Inada continued to produced pioneering work when he published in 2000 Only What We Could Carry: The Japaense American Internment Experience. His second book of poetry is Legends from Camp, which won an American Book Award. Literary critic and novelist Shawn Wong says that "if there were such a position as Poet Laureate of Asian America, Inada would be unanimously elected to the post." After teaching at a college many years in Southern Oregon, he was elected Poet Laureate of Oregon, but California claims him also.
Inada has redefined America as neighborhood he grew up in Fresno, with its mix of blacks, many different Asians, Chicanos, Middle Eastern and poor white. He defines jazz as America's greatest contribution to the world. He uses the repetitions and rhythms of jazz in his poetry, and often reads accompanied by jazz musicians. He's a poet close to Whitman in his musiciality and his seeing America as many up of different voices singing varied songs. Inada has defined Asian-American poetry as directly within the most vital current of American poetry.
Inada like many other Japanese-American writers has found internment an major inspriation of literature. This literature is similar in some ways similar to huge outpouring of Jewish writing about Holocaust. In Lawson's poem "IV. Legend of Lost Boy" from his book Legends from Camp he begins discussed how the boy "had another name, a given name--/at another, given time and place--but those were taken away." In these repetitions Inada describes how the boy in losing his home in internment lost his name.
Those loss of identity occurs in the 2nd stanza when all marks of identity--the boy's dog, the road he lived by, the food, his house--were taken away. Repetitions continue of of the all these things taken away in stanza two and then the "The boy was taken away" in stanza three. In the boy's new home in the fairgrounds, the counters of identity--houses, trees, streets--are missing in stanza 6. Inada recates the confusions of the initial stage of intenment where the boy in following a big water truck finally losings his way completly.
What helps the boy finally is Old Man Ikeda founds him and "bawled him out." One other interned person connects with the boy, gives him a name "Lost boy," walks him through the camp to his mother. Then his mother "called him/"Lost Boy." Finally, with this reconnection to the community of other people--Old Man Ikeda, his mother--Lost Boy "thought he was found." Inada teaches that the community of others helped those lost or despairing, reintegrating them back into the human family.

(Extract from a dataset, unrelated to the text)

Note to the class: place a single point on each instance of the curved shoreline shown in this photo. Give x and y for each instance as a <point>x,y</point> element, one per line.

The larger Japanese community began caring for its members, helping them deal with the hardships of camp. The repetitions throughout the poem give it a musicality, as if Inada played a sad song ending in a touch of hope.
Inada's work is similar to Tadeusz Rozewicz, the Polish poet who stunned the literary world with his stunning poetry about World War II in Poland published in English translation in "The Survivor" and Other Poems. Inada like Rozewicz in dealing with brutality during World War II avoid the "traditional" resources of poetry--metaphor, simile, irony, symbolism--instead turning to repetitions and facts in what Polish critics have called "the naked poem." While critics have hailed Rozewicz as creating a special genre of Polish poetry, American critics have only begun to see how Inada uses jazz poetics to create a new American poetry of Asian America.
Since Aiii, many other anthologies of Asian-American literature have been published. By the 1990s antholgies focused just on poetry: Garrett Hongo's The Open Boat: Poems From Asian America (New York, Anchor Books, 1993); Walter Lew's Premonitions: The Kaya Anthology of New Asian North American Poetry (New York: Kaya Production, 1995); and Eileen Tabios' interviews with Asian American poets in her Black Lightening: Poetry in Progress (New York: Asian American Writers Workshop, 1998). Lawson and his colleagues who published Aiieeee have indeed begun a renaissance in Asian-American literature. Inada's poetry breaks paths in creating a new American literature.